Compliance Monitor
A post-Brexit rulebook wishlist
The UK's exit from the European Union prompted speculation about a possible re-shaping of the financial services framework - yet progress so far is more of a 'damp squib' than 'regulatory bonfire'. Adam Samuel vents vexation with the current rulebook.
Adam SamuelBA LLM DipPFS MCISI FCIArb Certs CII (MP&ER) Barrister and Attorney may be contacted atadamsamuel@aol.com.For links to where you can buy the second edition of 'Consumer Financial Services Complaints and Compensation', seewww.adamsamuel.com/writing.
Perhaps one of the greatest disappointments with Brexit has been the UK's inability to use its 'independence' from the EU
to remove some of the less desirable bits of regulation that European membership has glued to its rulebooks and legislation.

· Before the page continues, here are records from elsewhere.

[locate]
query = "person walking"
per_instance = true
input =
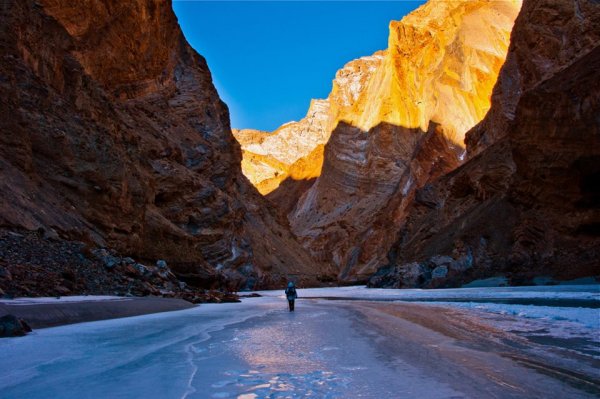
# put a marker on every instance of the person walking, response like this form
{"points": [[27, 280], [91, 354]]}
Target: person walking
{"points": [[291, 294]]}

Strangely, MiFID in 2007 actually shortened the COBS rulebook through its 'maximum application' requirements. Basically, states
could not go further than the directive and its delegated legislation. Since then, though, new European Union rules and the
Financial Services Authority/Financial Conduct Authority's natural facility for using more words than its continental colleagues,
have reversed these gains. Even when new directives have forced the United Kingdom to simplify its regulation, the UK's implementation
approach has often created more of a muddle than anyone ever intended.